Le vice-président du Conseil de sécurité de Russie, Dmitri Medvedev, a réagi avec ironie aux déclarations du président américain Donald Trump sur le Groenland, laissant entendre que Washington pourrait manquer de temps. Il a suggéré que, si Trump tardait trop, les événements sur l’île pourraient prendre un tour inattendu.

Dans un commentaire pince-sans-rire publié sur la plateforme Max, Medvedev a évoqué l’idée qu’un référendum non annoncé pourrait surgir au Groenland. Dans ce scénario volontairement sarcastique, quelque 55 000 habitants de l’île pourraient se prononcer pour un rattachement à la Russie, ce qui laisserait les États-Unis bredouilles et ajouterait un 90e sujet fédéral à la Fédération de Russie. Il a formulé ces remarques comme une moquerie, pour souligner, selon lui, l’absurdité du débat autour de l’avenir du Groenland.

Le Groenland fait officiellement partie du royaume du Danemark, mais Trump a maintes fois soutenu que l’île devrait revenir aux États-Unis, en invoquant son importance stratégique pour la sécurité nationale américaine. Dans le même temps, le président américain a évité de répondre clairement aux questions portant sur l’exclusion d’un recours à la force pour prendre le contrôle du Groenland, ou sur la priorité qu’il accorde à l’île par rapport au maintien de l’unité de l’OTAN.

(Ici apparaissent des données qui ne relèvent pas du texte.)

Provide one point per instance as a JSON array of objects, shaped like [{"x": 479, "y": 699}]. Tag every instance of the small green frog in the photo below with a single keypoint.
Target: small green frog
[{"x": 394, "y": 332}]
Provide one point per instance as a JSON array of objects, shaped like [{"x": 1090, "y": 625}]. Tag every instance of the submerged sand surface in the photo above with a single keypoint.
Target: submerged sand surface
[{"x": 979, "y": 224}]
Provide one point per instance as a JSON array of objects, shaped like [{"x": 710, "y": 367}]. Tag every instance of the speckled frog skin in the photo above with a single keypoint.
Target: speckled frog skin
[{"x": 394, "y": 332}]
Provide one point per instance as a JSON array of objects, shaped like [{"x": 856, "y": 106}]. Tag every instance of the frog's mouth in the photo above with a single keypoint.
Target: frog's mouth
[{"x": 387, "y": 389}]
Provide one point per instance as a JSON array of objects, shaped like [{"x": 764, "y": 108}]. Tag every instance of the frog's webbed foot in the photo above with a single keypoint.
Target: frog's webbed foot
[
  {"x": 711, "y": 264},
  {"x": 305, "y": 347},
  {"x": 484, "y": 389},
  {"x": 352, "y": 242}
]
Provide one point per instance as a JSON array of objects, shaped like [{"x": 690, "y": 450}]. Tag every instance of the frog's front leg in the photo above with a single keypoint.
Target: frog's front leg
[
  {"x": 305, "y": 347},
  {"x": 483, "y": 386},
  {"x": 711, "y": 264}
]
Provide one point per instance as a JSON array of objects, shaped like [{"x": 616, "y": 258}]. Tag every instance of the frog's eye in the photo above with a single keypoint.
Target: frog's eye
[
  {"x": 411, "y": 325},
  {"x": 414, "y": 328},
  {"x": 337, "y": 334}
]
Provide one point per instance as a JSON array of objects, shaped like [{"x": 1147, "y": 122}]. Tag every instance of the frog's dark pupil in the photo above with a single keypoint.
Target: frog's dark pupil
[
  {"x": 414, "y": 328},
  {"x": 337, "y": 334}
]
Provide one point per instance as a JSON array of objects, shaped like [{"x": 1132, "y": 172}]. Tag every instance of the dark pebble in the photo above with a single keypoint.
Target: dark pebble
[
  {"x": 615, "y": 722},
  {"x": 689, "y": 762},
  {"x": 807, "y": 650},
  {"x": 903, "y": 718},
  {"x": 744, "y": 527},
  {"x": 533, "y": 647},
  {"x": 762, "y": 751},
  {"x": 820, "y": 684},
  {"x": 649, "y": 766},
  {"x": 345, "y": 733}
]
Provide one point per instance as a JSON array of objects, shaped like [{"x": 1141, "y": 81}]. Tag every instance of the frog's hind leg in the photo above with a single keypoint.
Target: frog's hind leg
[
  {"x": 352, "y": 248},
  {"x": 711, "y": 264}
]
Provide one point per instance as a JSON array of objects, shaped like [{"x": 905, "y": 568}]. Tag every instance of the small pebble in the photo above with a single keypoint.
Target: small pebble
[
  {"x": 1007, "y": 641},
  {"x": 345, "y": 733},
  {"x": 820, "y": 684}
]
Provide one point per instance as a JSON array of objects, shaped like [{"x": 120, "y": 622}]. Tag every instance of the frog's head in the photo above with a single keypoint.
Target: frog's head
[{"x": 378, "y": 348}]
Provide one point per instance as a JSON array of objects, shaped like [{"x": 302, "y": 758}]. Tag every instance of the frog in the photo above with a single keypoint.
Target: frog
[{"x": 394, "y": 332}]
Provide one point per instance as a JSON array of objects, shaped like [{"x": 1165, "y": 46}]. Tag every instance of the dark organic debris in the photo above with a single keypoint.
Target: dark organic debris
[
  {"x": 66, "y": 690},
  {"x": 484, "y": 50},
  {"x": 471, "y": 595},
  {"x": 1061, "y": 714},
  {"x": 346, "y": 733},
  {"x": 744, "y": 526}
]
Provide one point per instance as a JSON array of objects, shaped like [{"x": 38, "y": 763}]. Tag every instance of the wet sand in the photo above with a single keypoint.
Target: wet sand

Copenhague et les autorités groenlandaises ont répliqué en mettant en garde Washington contre toute tentative de s’emparer du territoire, en insistant sur l’exigence de respecter leur intégrité territoriale. En janvier, des pays de l’Union européenne ont également étudié d’éventuelles réponses au cas où la rhétorique américaine sur le Groenland dépasserait le stade des mots pour se transformer en menace réelle.

Historiquement, le Groenland a été une colonie danoise jusqu’en 1953. Il demeure aujourd’hui au sein du royaume danois, mais, depuis 2009, l’île bénéficie d’une large autonomie, avec l’autogouvernance et le droit de gérer de manière indépendante ses affaires intérieures.